The revised GENEVA risk was intermediate in 91 (58.71%) and high in 19 (12.26%) patients, with no difference between VTE associated with COVID-19 and VTE unrelated to COVID-19. Moreover, the simplified PESI was high in 84 (54.9%) patients, with no difference between the two subgroups.
Laboratory parameters at baseline did not differ between subgroups (Table 3).
Most patients in both subcategories were initially treated with low-molecular-weight heparin, followed by long-term therapy involving direct oral anticoagulants. Enoxaparin was the initial treatment used in 130 (79.6%) patients in the whole cohort (29 [96.7%] in the VTE associated with COVID-19 and 101 [79.5%] in the VTE unrelated to COVID-19 subgroups), followed by fondaparinux, which was used in 15 patients (1 [3.3%] COVID-19 patient and 14 [11%] non-COVID-19 patients, respectively), with no differences between subgroups in the choice of the first anticoagulant (p = 0.158) (Table 4).
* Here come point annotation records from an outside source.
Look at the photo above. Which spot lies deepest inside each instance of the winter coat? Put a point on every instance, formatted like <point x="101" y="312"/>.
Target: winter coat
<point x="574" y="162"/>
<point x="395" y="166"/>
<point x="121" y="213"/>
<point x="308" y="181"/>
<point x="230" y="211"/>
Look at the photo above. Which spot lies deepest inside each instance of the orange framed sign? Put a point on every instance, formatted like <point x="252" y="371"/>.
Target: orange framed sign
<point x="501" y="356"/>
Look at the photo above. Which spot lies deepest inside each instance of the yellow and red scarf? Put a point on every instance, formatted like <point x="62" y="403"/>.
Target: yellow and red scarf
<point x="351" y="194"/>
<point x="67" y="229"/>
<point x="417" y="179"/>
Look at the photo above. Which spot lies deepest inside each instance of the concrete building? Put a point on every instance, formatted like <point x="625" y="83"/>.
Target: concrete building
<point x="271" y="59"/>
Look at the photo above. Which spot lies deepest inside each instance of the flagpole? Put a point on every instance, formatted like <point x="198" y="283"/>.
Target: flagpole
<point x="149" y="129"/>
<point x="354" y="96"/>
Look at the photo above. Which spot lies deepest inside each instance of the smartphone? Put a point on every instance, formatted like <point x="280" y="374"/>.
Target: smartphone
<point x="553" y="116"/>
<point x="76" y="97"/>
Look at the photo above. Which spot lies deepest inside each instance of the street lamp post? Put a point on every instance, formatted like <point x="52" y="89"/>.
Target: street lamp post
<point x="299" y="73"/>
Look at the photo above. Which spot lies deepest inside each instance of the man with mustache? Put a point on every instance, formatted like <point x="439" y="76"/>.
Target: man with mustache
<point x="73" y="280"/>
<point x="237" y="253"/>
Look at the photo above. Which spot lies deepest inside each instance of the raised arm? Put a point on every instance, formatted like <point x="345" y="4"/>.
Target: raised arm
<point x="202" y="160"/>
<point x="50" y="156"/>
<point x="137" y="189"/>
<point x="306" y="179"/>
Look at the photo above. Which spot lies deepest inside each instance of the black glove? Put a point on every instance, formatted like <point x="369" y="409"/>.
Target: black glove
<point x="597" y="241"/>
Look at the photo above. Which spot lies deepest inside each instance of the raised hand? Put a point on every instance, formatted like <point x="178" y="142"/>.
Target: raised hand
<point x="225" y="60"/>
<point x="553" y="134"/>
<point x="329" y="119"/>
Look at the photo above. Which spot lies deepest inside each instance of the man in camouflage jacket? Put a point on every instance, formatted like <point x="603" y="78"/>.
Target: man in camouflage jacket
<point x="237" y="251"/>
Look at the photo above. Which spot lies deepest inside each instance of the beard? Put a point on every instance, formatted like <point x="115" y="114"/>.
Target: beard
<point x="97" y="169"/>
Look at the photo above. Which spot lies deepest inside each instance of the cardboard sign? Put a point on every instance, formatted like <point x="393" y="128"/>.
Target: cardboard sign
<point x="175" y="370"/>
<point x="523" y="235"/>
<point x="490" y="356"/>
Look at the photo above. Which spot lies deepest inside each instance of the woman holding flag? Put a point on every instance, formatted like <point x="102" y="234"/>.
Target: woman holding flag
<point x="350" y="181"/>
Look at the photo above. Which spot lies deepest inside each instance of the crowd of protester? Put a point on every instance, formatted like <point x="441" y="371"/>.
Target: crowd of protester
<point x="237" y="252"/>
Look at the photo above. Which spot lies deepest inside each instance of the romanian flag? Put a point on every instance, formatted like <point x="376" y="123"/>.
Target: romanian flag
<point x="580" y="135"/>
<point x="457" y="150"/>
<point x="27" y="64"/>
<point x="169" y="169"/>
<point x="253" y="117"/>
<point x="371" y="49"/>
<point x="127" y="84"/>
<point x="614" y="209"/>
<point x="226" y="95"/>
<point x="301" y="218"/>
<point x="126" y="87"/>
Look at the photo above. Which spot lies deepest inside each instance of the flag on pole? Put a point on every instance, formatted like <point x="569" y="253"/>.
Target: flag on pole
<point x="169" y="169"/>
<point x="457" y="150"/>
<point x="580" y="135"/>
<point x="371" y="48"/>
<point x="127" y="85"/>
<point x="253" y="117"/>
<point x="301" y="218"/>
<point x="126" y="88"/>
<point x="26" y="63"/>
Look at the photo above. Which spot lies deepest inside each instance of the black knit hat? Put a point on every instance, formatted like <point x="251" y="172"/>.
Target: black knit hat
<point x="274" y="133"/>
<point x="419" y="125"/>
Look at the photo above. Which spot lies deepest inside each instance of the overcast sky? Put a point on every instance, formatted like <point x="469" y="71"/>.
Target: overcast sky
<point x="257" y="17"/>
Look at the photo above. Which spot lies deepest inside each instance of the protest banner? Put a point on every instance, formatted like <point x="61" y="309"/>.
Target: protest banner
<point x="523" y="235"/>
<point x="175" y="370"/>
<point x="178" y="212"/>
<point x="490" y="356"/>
Emergency thrombolysis was performed in three non-COVID-19 patients (2.4%) in the acute phase.
Long-term therapy was conducted with direct oral anticoagulants in 123 (78.3%) patients (25 [83.33%] in the VTE associated with COVID-19 vs. 98 [77.2%] in the VTE unrelated to COVID-19 subgroup).
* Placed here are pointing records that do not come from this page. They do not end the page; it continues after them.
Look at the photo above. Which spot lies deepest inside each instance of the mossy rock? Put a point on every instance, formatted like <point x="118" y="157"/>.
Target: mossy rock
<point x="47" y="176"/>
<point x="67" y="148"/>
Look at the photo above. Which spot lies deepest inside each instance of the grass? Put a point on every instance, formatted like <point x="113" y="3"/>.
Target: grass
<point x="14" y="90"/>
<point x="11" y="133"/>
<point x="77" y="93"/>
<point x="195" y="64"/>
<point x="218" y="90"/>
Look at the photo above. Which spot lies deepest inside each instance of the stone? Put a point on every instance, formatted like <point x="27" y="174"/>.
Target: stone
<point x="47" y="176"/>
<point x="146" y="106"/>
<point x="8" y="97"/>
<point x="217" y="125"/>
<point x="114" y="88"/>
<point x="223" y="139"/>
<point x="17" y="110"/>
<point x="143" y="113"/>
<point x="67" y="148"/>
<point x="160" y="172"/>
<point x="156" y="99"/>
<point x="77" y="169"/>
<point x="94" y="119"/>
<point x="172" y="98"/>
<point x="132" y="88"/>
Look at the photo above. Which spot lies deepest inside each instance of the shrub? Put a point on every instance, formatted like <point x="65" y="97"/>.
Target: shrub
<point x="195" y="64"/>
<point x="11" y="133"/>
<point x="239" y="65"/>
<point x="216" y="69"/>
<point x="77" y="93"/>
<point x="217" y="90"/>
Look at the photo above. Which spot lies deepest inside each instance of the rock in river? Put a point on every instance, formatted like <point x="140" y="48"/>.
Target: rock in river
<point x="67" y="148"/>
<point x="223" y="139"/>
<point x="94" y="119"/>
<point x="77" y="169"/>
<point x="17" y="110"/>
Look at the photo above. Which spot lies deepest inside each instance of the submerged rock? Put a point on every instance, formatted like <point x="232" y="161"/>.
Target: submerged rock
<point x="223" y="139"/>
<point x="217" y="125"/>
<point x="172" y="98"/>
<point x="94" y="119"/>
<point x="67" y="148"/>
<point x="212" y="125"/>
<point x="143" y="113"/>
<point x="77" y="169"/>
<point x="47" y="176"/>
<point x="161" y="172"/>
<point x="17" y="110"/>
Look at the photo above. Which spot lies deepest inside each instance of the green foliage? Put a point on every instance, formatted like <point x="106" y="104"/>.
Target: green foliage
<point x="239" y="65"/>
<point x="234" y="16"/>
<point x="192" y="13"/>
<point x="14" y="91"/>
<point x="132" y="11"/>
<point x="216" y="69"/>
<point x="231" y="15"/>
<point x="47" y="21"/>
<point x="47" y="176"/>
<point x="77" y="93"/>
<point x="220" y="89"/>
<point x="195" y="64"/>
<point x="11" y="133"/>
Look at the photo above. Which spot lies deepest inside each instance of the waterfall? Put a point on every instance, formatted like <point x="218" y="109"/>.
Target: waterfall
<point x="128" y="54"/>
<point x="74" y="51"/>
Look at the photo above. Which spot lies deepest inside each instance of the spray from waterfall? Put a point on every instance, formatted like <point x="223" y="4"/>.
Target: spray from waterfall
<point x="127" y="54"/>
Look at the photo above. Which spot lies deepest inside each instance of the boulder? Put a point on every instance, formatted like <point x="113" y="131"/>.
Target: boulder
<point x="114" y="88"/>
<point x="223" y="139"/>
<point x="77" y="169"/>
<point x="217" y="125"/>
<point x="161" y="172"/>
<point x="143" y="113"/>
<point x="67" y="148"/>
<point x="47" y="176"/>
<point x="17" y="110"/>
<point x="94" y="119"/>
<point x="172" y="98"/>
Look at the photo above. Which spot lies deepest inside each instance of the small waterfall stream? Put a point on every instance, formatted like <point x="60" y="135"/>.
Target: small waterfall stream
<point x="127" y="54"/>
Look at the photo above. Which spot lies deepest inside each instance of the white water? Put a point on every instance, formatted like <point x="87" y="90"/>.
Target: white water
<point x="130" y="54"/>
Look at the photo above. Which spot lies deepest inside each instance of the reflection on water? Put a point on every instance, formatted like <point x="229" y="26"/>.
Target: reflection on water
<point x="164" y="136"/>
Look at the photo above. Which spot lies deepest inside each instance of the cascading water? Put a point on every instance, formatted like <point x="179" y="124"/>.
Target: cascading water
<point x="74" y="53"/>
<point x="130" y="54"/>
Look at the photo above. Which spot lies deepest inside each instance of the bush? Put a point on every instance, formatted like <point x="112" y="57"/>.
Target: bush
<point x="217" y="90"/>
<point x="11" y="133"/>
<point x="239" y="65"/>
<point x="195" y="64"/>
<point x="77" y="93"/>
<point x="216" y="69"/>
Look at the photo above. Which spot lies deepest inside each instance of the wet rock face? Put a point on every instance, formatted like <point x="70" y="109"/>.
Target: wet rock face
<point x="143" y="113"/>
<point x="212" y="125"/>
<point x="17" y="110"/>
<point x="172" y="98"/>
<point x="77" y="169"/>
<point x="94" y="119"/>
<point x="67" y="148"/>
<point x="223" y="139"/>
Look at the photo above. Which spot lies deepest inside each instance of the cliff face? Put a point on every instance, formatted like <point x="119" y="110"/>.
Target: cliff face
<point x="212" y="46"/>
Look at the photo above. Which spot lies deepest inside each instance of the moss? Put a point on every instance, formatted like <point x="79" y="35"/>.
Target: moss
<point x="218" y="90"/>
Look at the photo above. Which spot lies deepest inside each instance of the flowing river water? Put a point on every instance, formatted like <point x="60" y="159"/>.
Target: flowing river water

The probability of remaining on anticoagulant therapy differed between groups (p = 0.003), with a significantly lower proportion of VTE associated with COVID-19 patients continuing treatment after three months (Figure 1).
The risk of bleeding, assessed by VTE BLEED score, across the time points is shown in Supplementary Table S3. The proportion of patients at low risk differed between subgroups at six months (84.2% of COVID-19 vs. 55.6% of non-COVID-19, p = 0.0298).
Trans-thoracic echocardiographic data were available for 94 (59.9%) patients at the baseline (15 COVID-19 and 79 non-COVID-19). One (6.7%) patient with VTE associated with COVID-19 compared to sixteen (20.2%) patients with VTE unrelated to COVID-19 had echocardiographic signs of pulmonary hypertension (p = 0.291) (Supplementary Table S4).
Three non-COVID-19 patients developed chronic thromboembolic pulmonary hypertension (CTEPH), two of them diagnosed at three months and one at six-month follow-up. All three patients underwent cardiopulmonary exercise testing, right heart catheterization, and pulmonary endarterectomy (PEA), with a subsequent net improvement in their clinical picture and quality of life.
Figure 2 shows PEA specimens.
Between 6 and 12 months, four non-COVID-19 patients experienced VTE recurrence in the form of DVT, with one case also involving PE. Five (3.2%) patients (two patients [6.7%] in the VTE associated with COVID-19 subgroup vs. three [2.4%] in the VTE unrelated to COVID-19 subgroup, p = 0.243) experienced six major hemorrhagic events, and seven (4.5%) patients (1 [3.3%] in the VTE associated with COVID-19 subgroup vs. 6 [4.7%] in the VTE unrelated to COVID-19 subgroup, p = 0.28) had nine clinically relevant non-major bleeding episodes during the study period. All hemorrhagic events occurred within the first three months.
Thirteen (8.3%) patients reported new hospitalization in the follow-up period, two of them because of VTE-related causes while the remaining episodes were due to non-VTE-related reasons.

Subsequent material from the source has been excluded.